Entre otros pescados argentinos con omega 3, se pueden contar la caballa, el bonito, las anchoas y el atún. Los mariscos también poseen alto contenido de omega 3 a pesar de ser bajos en grasas, como por ejemplo los langostinos, los calamares, los mejillones y las almejas.

Algunos pescados de río también tienen omega 3, según un estudio que se hizo en la Argentina y fue avalado por la Sociedad Argentina de Nutrición (SAN). Son el surubí, el dorado y la boga.

“Depende del lugar donde se crían los peces es la calidad de la grasa que desarrollan”, explicó la nutricionista Jorgelina Latorraga (MN 42.883), del equipo médico de Wellness de la obra social ASE Nacional.

Para la nutricionista es recomendable “adaptarse” a las fuentes de alimentación que brinda el ambiente. “Es importante que podamos comer tanto leche de la vaca como pescado, dependiendo de dónde estemos. Somos libres de ir probando. Yo recomiendo que siempre se empiece por una vez por semana: elegir la recomendación del día en la pescadería y arrancar por ahí, buscando recetas”.

“Si tengo el mero en oferta, lo mejor es buscar en Internet como hacerlo y muchas veces los que venden pescado también te explican. Si tiene espinas y no sé sacarlas, se puede desarmar con la mano y hacer en albóndigas. Si me molesta el olor, hacerlo en papel aluminio al horno o a la parrilla”, sugiere.
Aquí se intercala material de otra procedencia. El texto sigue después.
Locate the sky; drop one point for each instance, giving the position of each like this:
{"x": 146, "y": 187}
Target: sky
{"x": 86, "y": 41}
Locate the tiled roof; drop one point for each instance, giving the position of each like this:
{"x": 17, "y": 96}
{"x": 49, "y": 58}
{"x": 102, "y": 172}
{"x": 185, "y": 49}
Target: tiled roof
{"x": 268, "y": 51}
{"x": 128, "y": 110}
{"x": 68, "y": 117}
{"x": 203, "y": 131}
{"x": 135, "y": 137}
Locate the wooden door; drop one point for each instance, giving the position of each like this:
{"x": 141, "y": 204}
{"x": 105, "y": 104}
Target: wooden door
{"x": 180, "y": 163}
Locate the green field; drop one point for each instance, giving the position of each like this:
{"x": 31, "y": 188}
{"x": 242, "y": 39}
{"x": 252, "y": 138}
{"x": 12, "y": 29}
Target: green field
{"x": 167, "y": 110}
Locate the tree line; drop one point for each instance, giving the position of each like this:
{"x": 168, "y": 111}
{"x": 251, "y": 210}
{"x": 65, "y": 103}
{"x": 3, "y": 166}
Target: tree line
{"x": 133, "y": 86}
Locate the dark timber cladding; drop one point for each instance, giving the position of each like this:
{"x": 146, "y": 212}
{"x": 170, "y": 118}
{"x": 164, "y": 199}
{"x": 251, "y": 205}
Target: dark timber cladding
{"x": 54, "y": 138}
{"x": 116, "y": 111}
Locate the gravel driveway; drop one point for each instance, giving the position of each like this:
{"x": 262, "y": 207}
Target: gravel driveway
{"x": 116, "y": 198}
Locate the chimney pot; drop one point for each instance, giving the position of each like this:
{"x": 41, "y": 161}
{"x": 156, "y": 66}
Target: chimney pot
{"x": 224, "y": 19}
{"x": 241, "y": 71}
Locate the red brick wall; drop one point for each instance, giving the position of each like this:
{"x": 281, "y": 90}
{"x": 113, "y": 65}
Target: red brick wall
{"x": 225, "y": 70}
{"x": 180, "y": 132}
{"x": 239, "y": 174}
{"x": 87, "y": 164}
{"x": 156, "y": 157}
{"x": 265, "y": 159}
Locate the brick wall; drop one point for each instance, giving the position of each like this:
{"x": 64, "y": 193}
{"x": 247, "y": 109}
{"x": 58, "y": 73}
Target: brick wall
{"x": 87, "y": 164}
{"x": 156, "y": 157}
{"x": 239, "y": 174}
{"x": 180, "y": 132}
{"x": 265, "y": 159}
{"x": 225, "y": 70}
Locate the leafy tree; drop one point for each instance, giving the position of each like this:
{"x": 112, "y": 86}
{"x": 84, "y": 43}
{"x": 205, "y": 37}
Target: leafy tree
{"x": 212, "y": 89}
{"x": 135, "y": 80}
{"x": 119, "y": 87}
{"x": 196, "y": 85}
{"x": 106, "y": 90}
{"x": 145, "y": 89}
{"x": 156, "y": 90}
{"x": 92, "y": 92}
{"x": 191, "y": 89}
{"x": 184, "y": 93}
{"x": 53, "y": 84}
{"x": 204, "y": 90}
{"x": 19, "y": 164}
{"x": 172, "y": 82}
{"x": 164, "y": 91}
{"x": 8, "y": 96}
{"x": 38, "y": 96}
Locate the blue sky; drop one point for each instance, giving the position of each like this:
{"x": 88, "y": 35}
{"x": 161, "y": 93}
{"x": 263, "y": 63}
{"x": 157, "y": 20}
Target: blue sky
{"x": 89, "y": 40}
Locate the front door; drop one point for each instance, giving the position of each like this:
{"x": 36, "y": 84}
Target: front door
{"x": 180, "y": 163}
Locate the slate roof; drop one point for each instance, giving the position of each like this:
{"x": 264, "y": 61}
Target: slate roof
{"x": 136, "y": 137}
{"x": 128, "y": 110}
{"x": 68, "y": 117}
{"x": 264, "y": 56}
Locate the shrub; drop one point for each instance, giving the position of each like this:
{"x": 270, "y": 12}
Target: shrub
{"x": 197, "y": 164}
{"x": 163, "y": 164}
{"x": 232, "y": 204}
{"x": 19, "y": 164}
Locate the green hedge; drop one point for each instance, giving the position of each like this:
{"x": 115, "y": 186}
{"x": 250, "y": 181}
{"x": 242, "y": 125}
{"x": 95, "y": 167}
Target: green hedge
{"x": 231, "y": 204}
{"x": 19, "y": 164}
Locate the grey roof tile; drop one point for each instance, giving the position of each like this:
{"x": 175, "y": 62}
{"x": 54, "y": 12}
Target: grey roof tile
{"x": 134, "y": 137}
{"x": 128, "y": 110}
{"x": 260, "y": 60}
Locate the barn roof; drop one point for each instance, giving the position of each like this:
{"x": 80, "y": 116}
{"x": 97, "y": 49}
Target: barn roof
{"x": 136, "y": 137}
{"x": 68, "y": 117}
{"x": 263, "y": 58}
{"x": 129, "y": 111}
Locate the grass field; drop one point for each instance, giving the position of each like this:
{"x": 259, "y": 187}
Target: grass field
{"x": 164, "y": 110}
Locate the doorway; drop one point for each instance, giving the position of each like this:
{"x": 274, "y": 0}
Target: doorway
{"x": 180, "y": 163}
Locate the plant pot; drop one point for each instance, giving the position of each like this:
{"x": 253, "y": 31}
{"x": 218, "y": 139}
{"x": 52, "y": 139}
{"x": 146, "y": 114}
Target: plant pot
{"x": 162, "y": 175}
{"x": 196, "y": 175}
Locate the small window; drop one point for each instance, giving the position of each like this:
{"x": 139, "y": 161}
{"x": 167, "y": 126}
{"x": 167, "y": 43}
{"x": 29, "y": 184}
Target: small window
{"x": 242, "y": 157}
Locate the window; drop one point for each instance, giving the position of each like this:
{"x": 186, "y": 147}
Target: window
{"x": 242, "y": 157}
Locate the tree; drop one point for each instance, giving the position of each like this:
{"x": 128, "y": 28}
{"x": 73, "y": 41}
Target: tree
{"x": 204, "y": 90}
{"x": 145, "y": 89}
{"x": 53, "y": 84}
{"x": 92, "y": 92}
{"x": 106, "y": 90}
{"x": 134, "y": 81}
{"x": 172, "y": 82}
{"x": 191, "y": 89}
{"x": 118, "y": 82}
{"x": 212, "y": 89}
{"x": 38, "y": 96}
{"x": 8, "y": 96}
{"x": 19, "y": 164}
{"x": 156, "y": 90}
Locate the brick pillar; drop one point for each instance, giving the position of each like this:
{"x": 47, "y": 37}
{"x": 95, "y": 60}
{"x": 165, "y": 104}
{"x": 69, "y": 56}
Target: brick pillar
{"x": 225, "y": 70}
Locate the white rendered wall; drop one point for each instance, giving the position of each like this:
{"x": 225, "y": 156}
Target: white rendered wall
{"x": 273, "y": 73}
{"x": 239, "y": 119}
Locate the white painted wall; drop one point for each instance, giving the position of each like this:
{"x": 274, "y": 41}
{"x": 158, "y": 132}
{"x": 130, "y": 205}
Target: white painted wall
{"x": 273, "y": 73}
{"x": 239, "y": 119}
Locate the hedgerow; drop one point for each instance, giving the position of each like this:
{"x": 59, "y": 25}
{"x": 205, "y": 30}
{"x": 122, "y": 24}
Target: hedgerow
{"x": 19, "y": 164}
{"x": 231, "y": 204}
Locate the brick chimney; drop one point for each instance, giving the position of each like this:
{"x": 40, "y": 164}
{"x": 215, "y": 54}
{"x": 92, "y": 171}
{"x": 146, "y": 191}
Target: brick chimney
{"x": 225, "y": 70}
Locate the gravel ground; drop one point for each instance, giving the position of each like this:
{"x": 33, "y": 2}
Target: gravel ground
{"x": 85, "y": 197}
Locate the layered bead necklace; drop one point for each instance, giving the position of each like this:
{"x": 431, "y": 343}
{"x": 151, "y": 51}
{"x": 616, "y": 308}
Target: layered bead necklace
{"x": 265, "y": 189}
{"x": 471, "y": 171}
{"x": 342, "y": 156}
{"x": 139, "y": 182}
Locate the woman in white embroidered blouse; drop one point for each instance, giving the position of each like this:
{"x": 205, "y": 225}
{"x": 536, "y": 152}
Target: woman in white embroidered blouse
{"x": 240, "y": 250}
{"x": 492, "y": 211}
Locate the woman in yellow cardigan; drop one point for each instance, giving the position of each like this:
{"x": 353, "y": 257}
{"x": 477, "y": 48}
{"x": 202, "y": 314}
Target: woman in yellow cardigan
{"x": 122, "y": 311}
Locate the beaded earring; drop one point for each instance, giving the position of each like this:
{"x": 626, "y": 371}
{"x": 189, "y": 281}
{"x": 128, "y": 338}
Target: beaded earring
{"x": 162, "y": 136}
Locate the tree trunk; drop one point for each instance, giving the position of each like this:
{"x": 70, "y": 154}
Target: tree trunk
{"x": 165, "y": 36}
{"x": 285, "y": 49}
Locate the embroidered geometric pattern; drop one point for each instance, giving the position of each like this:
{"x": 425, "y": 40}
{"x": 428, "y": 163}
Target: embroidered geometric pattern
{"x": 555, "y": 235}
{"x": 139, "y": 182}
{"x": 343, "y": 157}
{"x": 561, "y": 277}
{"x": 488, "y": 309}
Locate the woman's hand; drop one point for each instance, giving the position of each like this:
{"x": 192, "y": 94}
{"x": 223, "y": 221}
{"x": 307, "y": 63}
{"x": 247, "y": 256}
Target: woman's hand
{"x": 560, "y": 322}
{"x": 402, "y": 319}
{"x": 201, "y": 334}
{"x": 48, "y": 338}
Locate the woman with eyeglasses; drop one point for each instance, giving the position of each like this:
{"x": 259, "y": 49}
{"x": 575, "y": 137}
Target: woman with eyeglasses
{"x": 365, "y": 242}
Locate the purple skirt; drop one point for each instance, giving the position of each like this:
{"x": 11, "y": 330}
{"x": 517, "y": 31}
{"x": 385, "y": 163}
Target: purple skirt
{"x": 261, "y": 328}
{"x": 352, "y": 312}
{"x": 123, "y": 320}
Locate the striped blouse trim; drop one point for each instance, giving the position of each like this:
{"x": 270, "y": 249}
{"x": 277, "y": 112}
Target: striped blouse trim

Las Guías Alimentarias para la Población Argentina (GAPA) recomiendan incluir el consumo de pescados dos o más veces por semana, otras carnes blancas dos veces por semana y carnes rojas hasta tres veces por semana.

La idea es que no hay un pescado mejor que otro. En las provincias con litoral, se consume la pesca de su flota costera que va variando según la temporada. Ushuaia es famosa por la oferta de merluza negra y centolla, mientras que en las orillas del Paraná es común el consumo de sábalo, boga, dorado y surubí.

Latorraga sugiere también usar pescado en lata para empezar a incorporarlo. “Hay de atún, caballa o sardinas. Hay que tener en cuenta que ya traen sodio, pero es práctico, no tiene olor y sirve para empezar. Algo muy sencillo, por ejemplo, es hacer albondiguitas con trigo burgol y caballa. Y así hay miles de recetas, que no están en nuestra cabeza, pero son super simples”.

Para una dieta de 2.000 calorías, la recomendación de la porción diaria de pescado es de entre 200 y 300. Es decir que se podría comer dos veces al día en un tamaño aproximado que ocupe la cuarta parte del plato.

“Por lo general, el pescado sigue siendo un producto caro y de difícil aceptación en el mercado, por lo que la industria comenzó a comercializar el aceite de krill en cápsulas como suplemento para quienes quieren consumir omega 3″, detalla la nutricionista.

No hay restricciones ni demasiada complejidad para cocinarlos, pero la carne de pescado -como la de cerdo y vaca- también tiene sus secretos. Lo principal es cerciorarse de que el pescado esté en condiciones y después tener algunos tips para incorporarlo y prepararlo.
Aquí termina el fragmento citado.